Projekt DualSense wymagał sporo pracy. Sony zdradza szczegóły
Sony podzieliło się szczegółami odnośnie prac nad DualSense. Słynne detale na kontrolerze wymagały długiego i żmudnego procesu projektowania.
Nowa generacja już za pasem i trzeba przyznać, że rozpoczyna się ona bardzo ciekawie. Szczególnie dużo emocji wzbudza dostępność (a raczej jej brak) next-genowego sprzętu i funkcje nowego kontrolera od PlayStation.
Sama budowa pada jest zresztą bardzo ciekawa. Z pewnością zauważyliście, że na powłoce urządzenia znajdują się miniaturowe symbole PlayStation, które są znane graczom już od czasów pierwszej konsoli Sony.
Redakcja The Verge skontaktowała się z PlayStation, aby przekonać się jak wyglądał proces projektowania DualSense. Projektanci stojący za stworzeniem sprzętu opowiedzieli kilka zakulisowych ciekawostek
Samych symboli jest rzekomo ponad 40 000. Co więcej, do ich umieszczenia na kontrolerze wykorzystano dwie warstwy wzorów i jak nietrudno się domyślić – ich odpowiednie ułożenie to bardzo precyzyjna praca.

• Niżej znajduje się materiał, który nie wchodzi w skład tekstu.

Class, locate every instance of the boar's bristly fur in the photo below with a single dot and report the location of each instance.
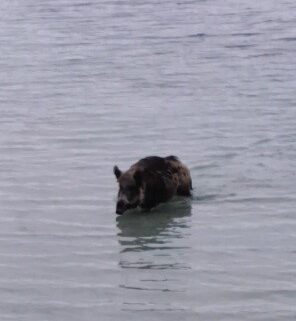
(150, 181)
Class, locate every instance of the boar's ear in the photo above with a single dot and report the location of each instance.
(138, 178)
(116, 171)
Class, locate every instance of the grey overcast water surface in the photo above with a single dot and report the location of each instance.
(85, 85)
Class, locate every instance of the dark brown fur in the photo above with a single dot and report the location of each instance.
(150, 181)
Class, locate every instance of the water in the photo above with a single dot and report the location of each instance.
(86, 85)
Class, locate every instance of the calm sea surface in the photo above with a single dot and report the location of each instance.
(89, 84)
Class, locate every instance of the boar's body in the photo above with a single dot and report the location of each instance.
(150, 181)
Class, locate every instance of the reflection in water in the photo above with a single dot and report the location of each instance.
(153, 240)
(154, 255)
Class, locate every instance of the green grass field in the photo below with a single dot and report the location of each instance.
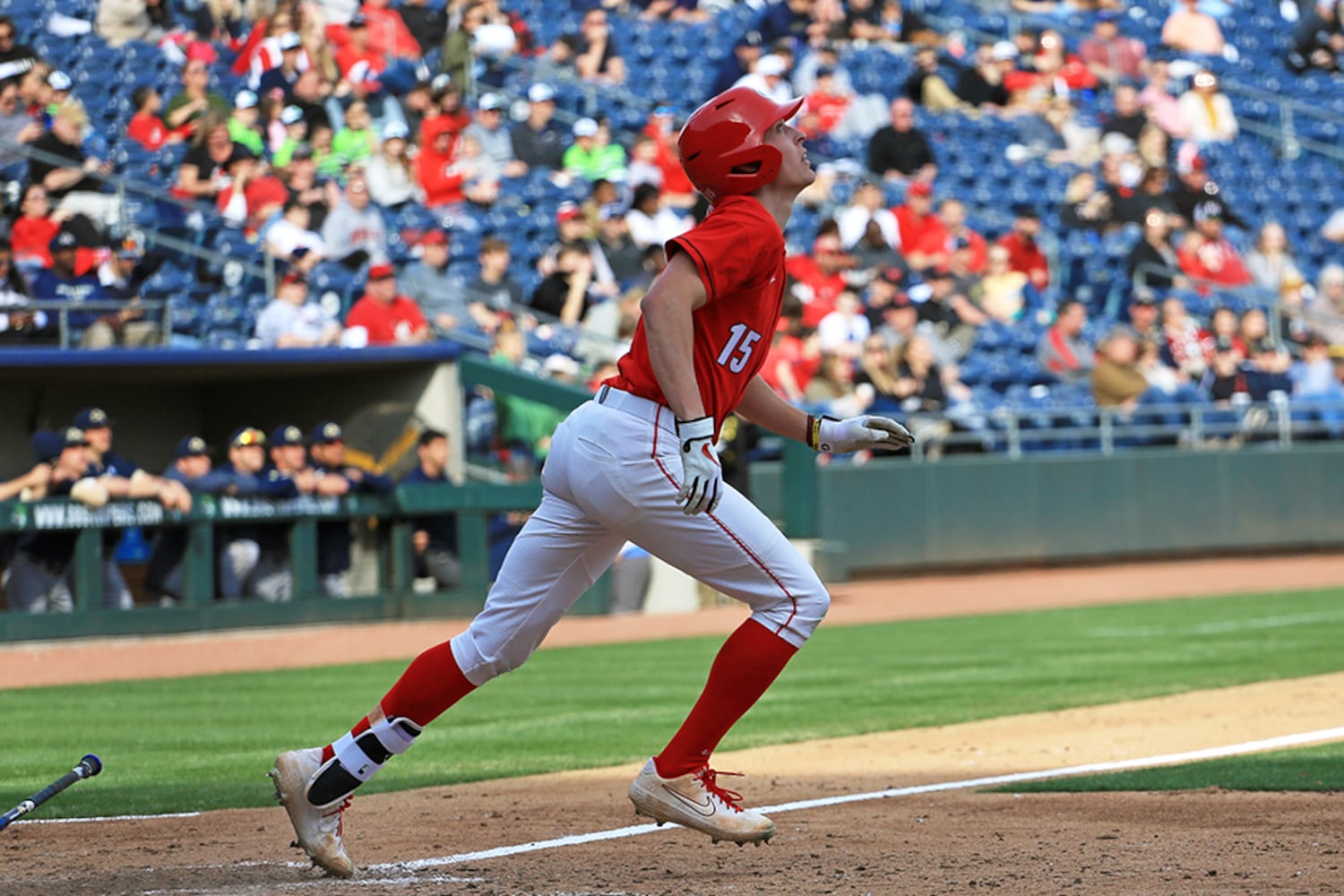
(206, 742)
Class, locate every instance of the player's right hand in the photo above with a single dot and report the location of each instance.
(702, 477)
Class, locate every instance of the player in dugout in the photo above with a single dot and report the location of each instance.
(639, 463)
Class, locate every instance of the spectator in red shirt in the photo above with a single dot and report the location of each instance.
(795, 358)
(443, 183)
(355, 59)
(253, 194)
(825, 107)
(1112, 56)
(386, 317)
(1062, 349)
(1206, 253)
(387, 32)
(1187, 346)
(145, 126)
(820, 277)
(1023, 252)
(916, 220)
(935, 249)
(32, 231)
(676, 187)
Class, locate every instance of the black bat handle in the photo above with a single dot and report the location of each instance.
(88, 767)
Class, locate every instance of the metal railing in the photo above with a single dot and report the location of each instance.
(198, 217)
(62, 312)
(395, 595)
(1016, 432)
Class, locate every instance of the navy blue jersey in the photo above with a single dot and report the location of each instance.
(441, 528)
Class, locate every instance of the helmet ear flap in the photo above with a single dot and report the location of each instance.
(726, 134)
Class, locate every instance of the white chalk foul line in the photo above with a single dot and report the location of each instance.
(80, 821)
(992, 780)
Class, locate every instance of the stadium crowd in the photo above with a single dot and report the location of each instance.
(472, 171)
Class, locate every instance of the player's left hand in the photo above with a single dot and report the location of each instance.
(857, 433)
(702, 477)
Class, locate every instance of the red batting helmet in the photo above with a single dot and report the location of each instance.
(722, 144)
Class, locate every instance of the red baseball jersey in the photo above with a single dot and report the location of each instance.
(738, 252)
(386, 324)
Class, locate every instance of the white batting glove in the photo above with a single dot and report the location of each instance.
(857, 433)
(702, 477)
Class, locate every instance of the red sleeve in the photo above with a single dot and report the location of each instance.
(405, 43)
(978, 253)
(728, 246)
(1190, 263)
(410, 312)
(147, 131)
(244, 61)
(358, 314)
(435, 177)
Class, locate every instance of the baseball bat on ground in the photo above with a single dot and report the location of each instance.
(88, 767)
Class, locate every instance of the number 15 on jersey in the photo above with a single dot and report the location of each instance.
(738, 349)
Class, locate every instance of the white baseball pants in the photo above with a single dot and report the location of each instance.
(612, 476)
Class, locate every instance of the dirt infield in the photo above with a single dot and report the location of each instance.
(937, 841)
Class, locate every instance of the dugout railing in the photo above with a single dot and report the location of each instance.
(394, 595)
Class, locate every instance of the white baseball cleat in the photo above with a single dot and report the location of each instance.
(317, 828)
(696, 801)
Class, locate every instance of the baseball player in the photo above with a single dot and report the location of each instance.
(42, 567)
(327, 449)
(124, 478)
(639, 463)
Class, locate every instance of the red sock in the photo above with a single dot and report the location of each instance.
(749, 661)
(430, 684)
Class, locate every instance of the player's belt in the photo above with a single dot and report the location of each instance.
(648, 411)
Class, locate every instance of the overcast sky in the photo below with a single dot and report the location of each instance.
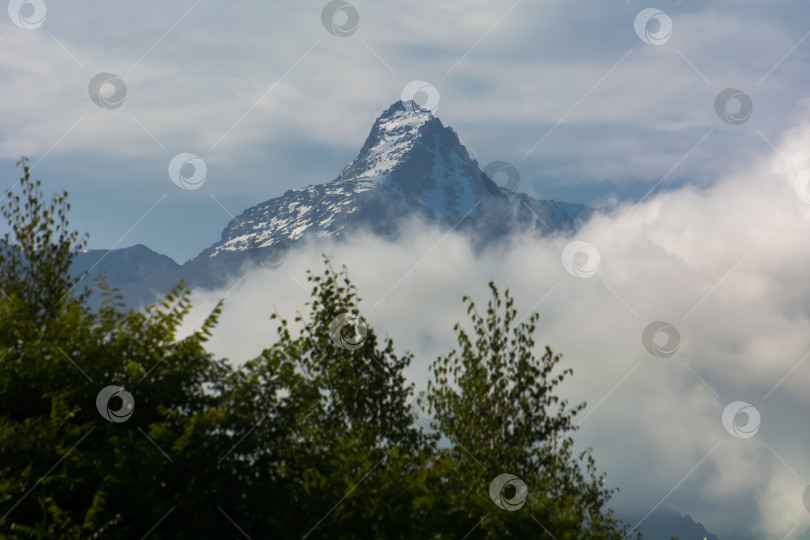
(271, 100)
(588, 106)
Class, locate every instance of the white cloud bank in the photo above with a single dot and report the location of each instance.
(726, 266)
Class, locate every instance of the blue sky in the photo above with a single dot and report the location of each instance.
(271, 101)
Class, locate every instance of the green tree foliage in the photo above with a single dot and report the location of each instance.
(310, 439)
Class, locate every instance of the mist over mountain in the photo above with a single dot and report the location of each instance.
(411, 167)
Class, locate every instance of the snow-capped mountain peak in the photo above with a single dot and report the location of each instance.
(411, 164)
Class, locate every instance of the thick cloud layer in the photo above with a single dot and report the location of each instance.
(725, 266)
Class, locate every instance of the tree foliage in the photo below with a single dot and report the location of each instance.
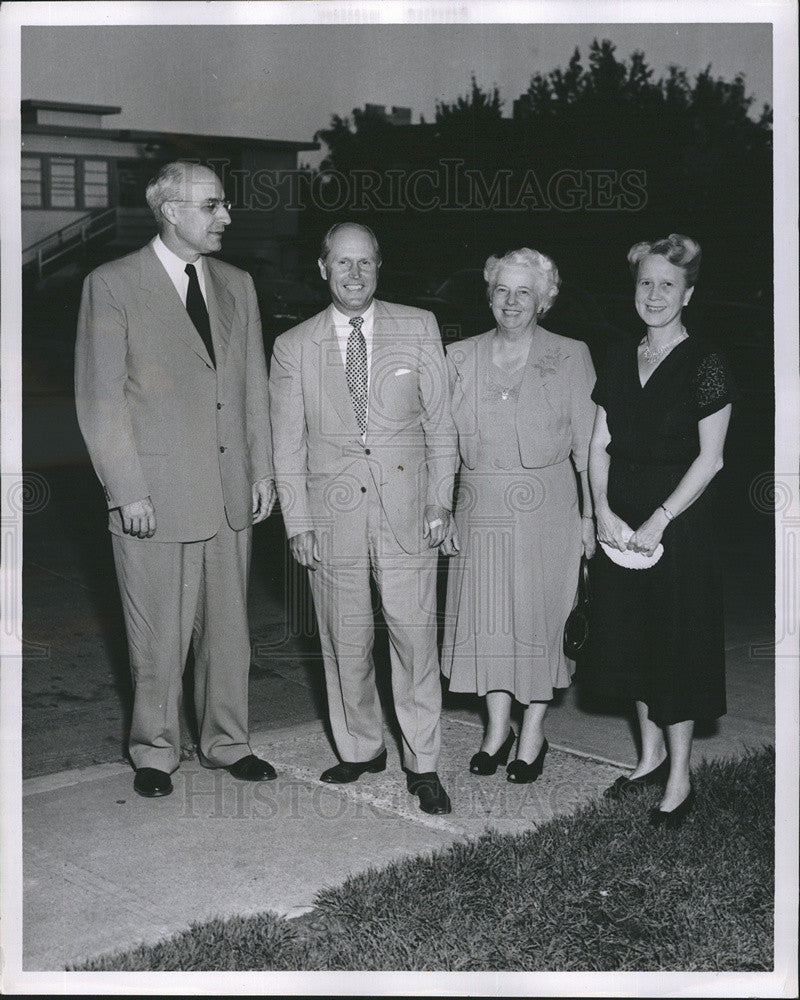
(704, 155)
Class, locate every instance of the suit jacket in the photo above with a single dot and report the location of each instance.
(409, 449)
(158, 419)
(554, 412)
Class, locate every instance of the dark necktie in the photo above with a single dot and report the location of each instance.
(198, 314)
(356, 371)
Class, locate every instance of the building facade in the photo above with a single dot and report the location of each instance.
(83, 182)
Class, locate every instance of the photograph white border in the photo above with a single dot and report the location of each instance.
(783, 15)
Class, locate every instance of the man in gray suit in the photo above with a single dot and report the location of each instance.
(365, 455)
(172, 397)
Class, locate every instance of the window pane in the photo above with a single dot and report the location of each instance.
(31, 182)
(95, 167)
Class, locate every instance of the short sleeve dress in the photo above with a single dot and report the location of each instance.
(657, 634)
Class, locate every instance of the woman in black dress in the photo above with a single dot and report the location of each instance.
(657, 633)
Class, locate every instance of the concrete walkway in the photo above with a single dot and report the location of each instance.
(105, 869)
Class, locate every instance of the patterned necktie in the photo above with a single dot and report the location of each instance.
(356, 371)
(198, 314)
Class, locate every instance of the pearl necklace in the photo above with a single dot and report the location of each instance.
(651, 355)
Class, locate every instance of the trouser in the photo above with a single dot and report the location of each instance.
(174, 593)
(353, 545)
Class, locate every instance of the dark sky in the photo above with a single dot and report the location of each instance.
(285, 81)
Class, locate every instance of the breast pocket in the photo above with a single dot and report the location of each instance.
(394, 397)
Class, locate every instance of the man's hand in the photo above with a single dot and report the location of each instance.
(305, 548)
(436, 525)
(139, 518)
(264, 494)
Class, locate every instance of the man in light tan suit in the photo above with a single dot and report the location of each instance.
(172, 397)
(365, 454)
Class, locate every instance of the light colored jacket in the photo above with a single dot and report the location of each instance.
(157, 418)
(409, 449)
(554, 412)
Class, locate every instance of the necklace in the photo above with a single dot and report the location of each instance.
(652, 356)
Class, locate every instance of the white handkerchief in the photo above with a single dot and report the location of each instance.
(633, 560)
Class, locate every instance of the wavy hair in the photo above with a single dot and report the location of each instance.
(682, 251)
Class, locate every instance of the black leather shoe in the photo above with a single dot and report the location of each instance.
(252, 768)
(623, 785)
(520, 772)
(151, 783)
(345, 771)
(673, 818)
(433, 798)
(487, 763)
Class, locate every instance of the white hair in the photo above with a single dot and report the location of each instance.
(546, 279)
(169, 184)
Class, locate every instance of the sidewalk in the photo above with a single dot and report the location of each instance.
(105, 869)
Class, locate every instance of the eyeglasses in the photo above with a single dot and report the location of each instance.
(210, 205)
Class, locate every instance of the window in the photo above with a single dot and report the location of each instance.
(66, 182)
(32, 182)
(62, 182)
(95, 183)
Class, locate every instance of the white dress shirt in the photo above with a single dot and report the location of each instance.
(344, 328)
(176, 269)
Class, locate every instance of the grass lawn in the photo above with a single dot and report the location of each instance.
(598, 891)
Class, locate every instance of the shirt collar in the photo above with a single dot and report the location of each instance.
(175, 265)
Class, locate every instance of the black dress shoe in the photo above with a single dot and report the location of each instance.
(623, 785)
(520, 772)
(346, 771)
(433, 798)
(487, 763)
(151, 783)
(251, 768)
(673, 818)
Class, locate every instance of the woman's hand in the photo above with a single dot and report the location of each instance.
(612, 529)
(588, 536)
(648, 535)
(450, 544)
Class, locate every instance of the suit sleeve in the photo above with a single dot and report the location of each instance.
(289, 439)
(259, 437)
(582, 409)
(100, 380)
(441, 452)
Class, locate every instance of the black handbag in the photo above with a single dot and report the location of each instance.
(576, 629)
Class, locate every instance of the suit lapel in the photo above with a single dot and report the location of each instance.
(334, 380)
(221, 309)
(386, 341)
(165, 305)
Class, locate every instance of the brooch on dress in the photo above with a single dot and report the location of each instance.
(548, 363)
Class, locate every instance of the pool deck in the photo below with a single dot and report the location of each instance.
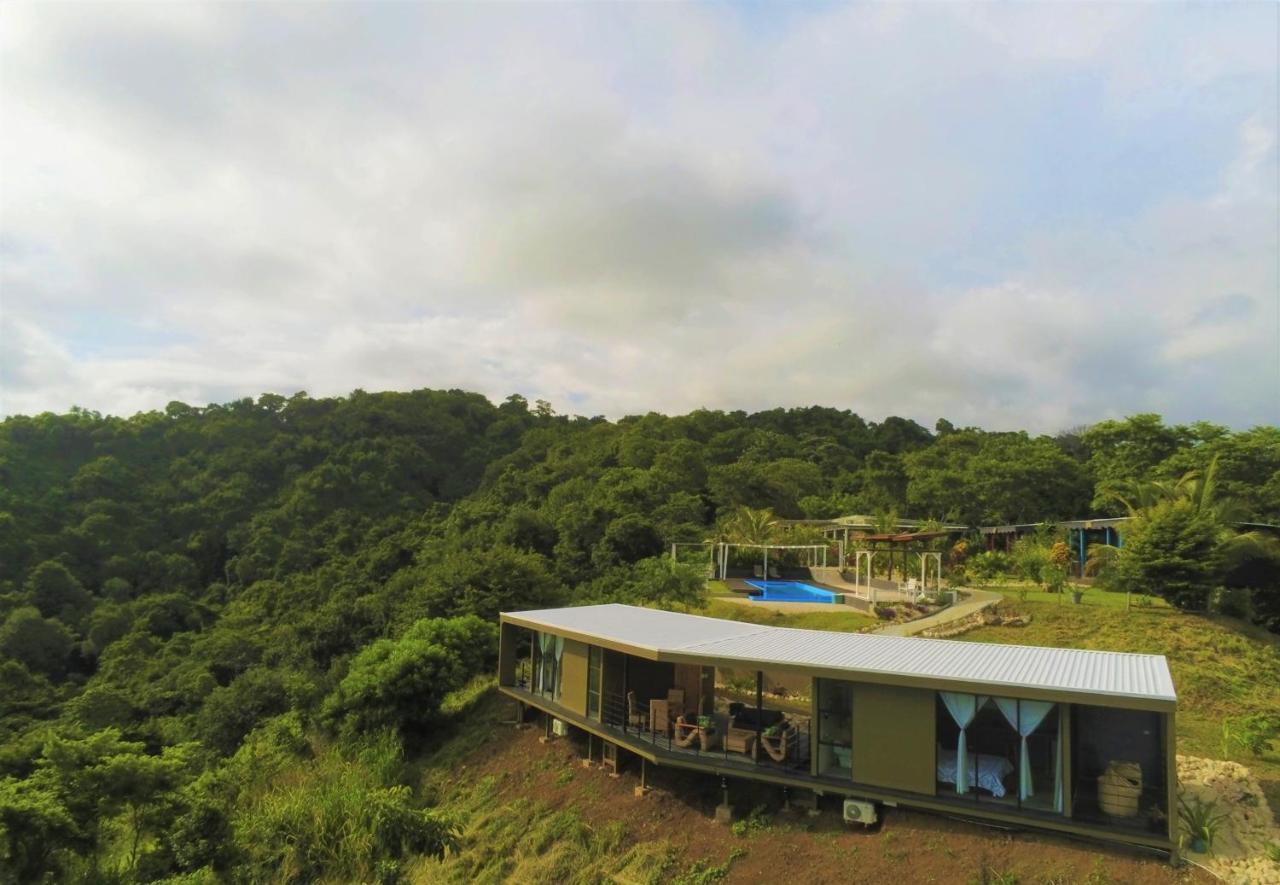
(789, 606)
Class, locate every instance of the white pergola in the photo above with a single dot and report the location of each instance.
(817, 555)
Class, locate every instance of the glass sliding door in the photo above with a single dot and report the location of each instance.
(835, 728)
(594, 674)
(1000, 751)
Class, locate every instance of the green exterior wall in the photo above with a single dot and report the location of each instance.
(894, 738)
(574, 676)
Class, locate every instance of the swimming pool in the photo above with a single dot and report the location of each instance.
(790, 591)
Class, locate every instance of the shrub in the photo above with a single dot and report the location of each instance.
(1201, 817)
(1232, 601)
(1171, 550)
(401, 683)
(336, 819)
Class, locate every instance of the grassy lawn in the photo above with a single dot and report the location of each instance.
(1223, 667)
(841, 617)
(1093, 597)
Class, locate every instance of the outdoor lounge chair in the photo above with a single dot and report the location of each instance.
(778, 746)
(740, 739)
(689, 733)
(636, 717)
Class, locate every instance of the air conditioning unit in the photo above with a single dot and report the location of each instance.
(858, 811)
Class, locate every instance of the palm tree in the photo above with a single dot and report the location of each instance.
(750, 527)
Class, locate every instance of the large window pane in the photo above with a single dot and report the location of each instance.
(593, 682)
(835, 728)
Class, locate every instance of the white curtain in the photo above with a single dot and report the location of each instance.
(1025, 716)
(544, 662)
(963, 708)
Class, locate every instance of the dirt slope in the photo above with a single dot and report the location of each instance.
(531, 812)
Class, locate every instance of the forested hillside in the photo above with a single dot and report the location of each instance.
(196, 602)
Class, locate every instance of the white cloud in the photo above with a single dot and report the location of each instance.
(1015, 217)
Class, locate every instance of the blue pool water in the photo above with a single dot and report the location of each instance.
(790, 591)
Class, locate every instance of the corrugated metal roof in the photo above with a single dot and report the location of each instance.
(1119, 674)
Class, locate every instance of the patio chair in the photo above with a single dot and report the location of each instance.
(636, 717)
(780, 744)
(741, 740)
(676, 701)
(689, 733)
(659, 716)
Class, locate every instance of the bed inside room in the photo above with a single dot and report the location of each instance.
(1010, 751)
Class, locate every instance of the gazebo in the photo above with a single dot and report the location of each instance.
(816, 555)
(905, 543)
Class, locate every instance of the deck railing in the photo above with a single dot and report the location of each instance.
(634, 722)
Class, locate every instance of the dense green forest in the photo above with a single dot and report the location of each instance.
(196, 601)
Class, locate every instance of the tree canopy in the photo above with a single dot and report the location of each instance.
(197, 598)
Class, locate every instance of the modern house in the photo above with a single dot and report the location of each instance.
(1077, 742)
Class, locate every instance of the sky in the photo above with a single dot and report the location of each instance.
(1011, 215)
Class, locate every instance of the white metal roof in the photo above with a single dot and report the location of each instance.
(1118, 674)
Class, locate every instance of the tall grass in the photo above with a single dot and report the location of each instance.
(341, 816)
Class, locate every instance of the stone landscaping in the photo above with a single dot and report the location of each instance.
(1239, 852)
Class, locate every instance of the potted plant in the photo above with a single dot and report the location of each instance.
(1202, 821)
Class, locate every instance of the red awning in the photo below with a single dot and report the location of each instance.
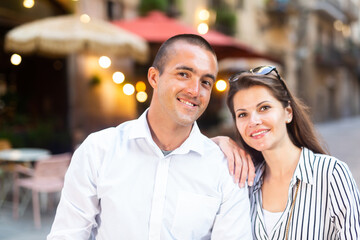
(156, 27)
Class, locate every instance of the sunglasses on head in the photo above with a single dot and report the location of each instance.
(262, 70)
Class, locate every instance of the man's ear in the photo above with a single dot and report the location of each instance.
(153, 77)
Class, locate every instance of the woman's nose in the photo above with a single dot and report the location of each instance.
(255, 119)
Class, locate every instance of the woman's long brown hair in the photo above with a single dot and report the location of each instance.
(301, 129)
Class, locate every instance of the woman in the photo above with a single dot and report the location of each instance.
(298, 192)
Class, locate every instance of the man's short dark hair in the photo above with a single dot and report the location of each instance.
(162, 54)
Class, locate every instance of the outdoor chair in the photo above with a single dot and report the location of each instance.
(47, 176)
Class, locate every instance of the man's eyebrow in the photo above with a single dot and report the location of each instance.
(192, 70)
(210, 76)
(185, 68)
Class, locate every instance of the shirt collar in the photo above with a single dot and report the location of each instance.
(303, 172)
(192, 143)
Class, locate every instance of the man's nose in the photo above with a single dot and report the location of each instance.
(193, 87)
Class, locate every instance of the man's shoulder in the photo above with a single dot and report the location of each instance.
(108, 135)
(211, 149)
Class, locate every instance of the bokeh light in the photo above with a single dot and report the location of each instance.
(104, 62)
(15, 59)
(140, 86)
(84, 18)
(204, 15)
(141, 96)
(203, 28)
(220, 85)
(28, 3)
(118, 77)
(128, 89)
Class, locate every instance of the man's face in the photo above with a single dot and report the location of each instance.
(183, 89)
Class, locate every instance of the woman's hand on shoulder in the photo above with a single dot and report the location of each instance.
(239, 161)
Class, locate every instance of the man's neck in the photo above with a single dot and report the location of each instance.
(166, 134)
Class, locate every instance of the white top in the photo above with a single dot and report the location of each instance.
(121, 186)
(327, 205)
(270, 219)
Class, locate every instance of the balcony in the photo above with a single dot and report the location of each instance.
(328, 56)
(345, 11)
(279, 6)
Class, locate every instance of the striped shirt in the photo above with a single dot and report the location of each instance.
(327, 205)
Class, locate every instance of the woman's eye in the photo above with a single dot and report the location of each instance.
(183, 74)
(263, 108)
(241, 115)
(208, 83)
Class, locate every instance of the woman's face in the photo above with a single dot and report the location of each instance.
(261, 119)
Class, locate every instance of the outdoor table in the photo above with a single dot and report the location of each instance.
(19, 156)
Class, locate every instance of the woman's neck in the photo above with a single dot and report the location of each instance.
(281, 162)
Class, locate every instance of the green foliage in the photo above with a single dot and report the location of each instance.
(24, 131)
(225, 20)
(149, 5)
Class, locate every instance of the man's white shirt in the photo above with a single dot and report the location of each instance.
(121, 186)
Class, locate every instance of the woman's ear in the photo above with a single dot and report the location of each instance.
(289, 113)
(153, 77)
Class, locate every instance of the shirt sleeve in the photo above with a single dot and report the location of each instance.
(79, 204)
(345, 202)
(233, 219)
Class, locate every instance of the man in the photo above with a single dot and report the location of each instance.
(157, 177)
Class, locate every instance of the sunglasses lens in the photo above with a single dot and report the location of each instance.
(263, 70)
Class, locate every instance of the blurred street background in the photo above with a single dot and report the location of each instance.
(72, 67)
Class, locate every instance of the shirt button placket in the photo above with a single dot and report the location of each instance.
(158, 201)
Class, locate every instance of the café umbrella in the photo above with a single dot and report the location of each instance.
(62, 35)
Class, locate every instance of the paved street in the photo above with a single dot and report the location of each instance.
(343, 140)
(342, 137)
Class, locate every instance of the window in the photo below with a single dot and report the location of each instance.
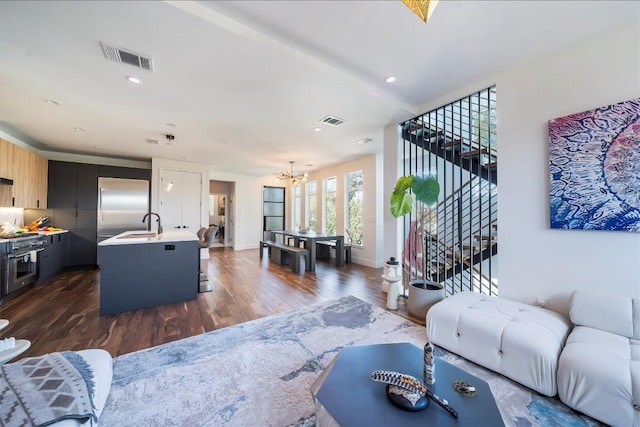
(353, 222)
(312, 202)
(297, 207)
(329, 205)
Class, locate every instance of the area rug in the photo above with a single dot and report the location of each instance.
(259, 373)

Efekt końcowy udało się osiągnąć dzięki długiemu okresowi testowania i sprawdzania różnych kombinacji ułożenia warstw wzorów. Kiedy projekt był ostatecznie gotowy, sama produkcja obyła się bez większych problemów.
Jak widać stworzenie DualSense nie należało do najłatwiejszych zadań, ale ostateczna reakcja graczy chyba była tego warta. Ilość detali i dopracowanie pada robią wrażenie i to zdecydowanie jeden z ciekawszych kontrolerów od dłuższego czasu.